Unfortunately I don't think this is in any way related to your syncing problem.

EDIT: If you haven't used the conversion service before, make sure on your 'manage your kindle' page that you specify the email address from which you will be sending the documents as it will only accept and process emails from addresses listed there.


----------



## 911jason (Aug 17, 2009)

Can you shop in the Kindle store from your device? That should verify that it's a connection issue and not a delivery issue.

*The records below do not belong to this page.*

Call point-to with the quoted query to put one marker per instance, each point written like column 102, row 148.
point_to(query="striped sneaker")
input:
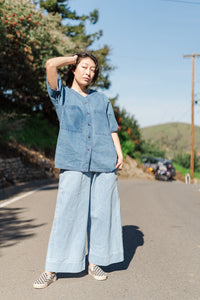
column 97, row 273
column 45, row 279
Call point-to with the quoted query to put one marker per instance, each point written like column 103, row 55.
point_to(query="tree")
column 28, row 38
column 78, row 35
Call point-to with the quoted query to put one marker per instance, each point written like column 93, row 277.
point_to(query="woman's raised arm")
column 52, row 66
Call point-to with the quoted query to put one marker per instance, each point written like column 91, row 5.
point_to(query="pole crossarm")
column 191, row 55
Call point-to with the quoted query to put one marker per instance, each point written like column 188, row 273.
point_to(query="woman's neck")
column 78, row 88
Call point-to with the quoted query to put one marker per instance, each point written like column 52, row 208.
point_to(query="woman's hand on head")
column 75, row 58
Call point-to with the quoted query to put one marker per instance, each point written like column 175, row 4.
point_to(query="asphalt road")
column 161, row 227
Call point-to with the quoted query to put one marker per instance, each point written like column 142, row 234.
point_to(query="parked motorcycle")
column 165, row 171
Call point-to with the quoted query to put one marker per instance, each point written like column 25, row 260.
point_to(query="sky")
column 148, row 39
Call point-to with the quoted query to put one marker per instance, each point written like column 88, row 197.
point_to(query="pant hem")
column 105, row 261
column 65, row 267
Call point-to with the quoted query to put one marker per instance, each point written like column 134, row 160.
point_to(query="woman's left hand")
column 119, row 164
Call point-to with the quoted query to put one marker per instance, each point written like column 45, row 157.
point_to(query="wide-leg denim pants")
column 87, row 209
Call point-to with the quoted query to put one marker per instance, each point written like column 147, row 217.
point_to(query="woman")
column 88, row 154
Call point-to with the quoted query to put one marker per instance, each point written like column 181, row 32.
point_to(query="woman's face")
column 85, row 71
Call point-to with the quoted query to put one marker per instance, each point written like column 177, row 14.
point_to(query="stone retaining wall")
column 13, row 170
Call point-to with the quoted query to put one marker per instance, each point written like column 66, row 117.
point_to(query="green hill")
column 173, row 137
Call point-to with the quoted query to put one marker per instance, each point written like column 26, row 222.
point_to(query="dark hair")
column 69, row 75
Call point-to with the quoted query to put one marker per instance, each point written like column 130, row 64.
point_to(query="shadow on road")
column 8, row 192
column 13, row 227
column 132, row 238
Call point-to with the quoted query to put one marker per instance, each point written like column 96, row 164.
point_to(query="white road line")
column 22, row 196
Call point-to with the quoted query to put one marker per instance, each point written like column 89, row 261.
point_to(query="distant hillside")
column 173, row 137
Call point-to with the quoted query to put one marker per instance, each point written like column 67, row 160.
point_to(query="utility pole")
column 192, row 124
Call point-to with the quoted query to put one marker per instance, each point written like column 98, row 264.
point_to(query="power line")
column 182, row 1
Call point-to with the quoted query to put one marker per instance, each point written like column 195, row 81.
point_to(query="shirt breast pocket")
column 101, row 126
column 72, row 118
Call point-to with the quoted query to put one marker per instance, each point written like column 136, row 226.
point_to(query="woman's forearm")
column 117, row 144
column 52, row 66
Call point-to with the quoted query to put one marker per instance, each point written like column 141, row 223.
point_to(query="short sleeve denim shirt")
column 86, row 123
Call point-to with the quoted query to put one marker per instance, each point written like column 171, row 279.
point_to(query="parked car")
column 162, row 168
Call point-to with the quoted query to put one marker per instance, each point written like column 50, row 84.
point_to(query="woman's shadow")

If you just can't connect at home for some reason, try one of the AT&T Hotspots listed below, it's free with the Kindle Wi-Fi...

Barnes & Noble	4005 Townsfair Way, Columbus, OH 43219
Barnes & Noble	1739 Olentangy River Road, Columbus, OH 43212
Barnes & Noble	3280 Tremont Road, Columbus, OH 43221 
Hilton Columbus	3900 Chagrin Dr., Columbus, OH 43219
Sheraton Suites 201 Hutchinson Avenue, Columbus, OH 43235
Barnes & Noble 1285 Polaris Parkway, Columbus, OH 43240
Barnes & Noble 3685 W. Dublin - Granville, Columbus, OH 43235


----------



## jbh13md (Aug 1, 2010)

911jason said:


> Can you shop in the Kindle store from your device? That should verify that it's a connection issue and not a delivery issue. If you just can't connect at home for some reason, try one of the AT&T Hotspots listed below, it's free with the Kindle Wi-Fi...
> 
> Barnes & Noble	4005 Townsfair Way, Columbus, OH 43219
> Barnes & Noble	1739 Olentangy River Road, Columbus, OH 43212
> ...


I can shop in the store. I can do everything but sync and find new. I'm going to call the help line again either today or tomorrow. I'll let you guys know what they say. I appreciate all the help. I just can't figure this out and it's driving me nuts.


----------



## Trophywife007 (Aug 31, 2009)

It sounds like they need to send you a replacement.


----------



## durphy (Nov 5, 2008)

When I connected to my wifi, Amazon sent my new buys to the Kindle app I had on my computer until I rechecked my new Kindle's address and got it just right.


----------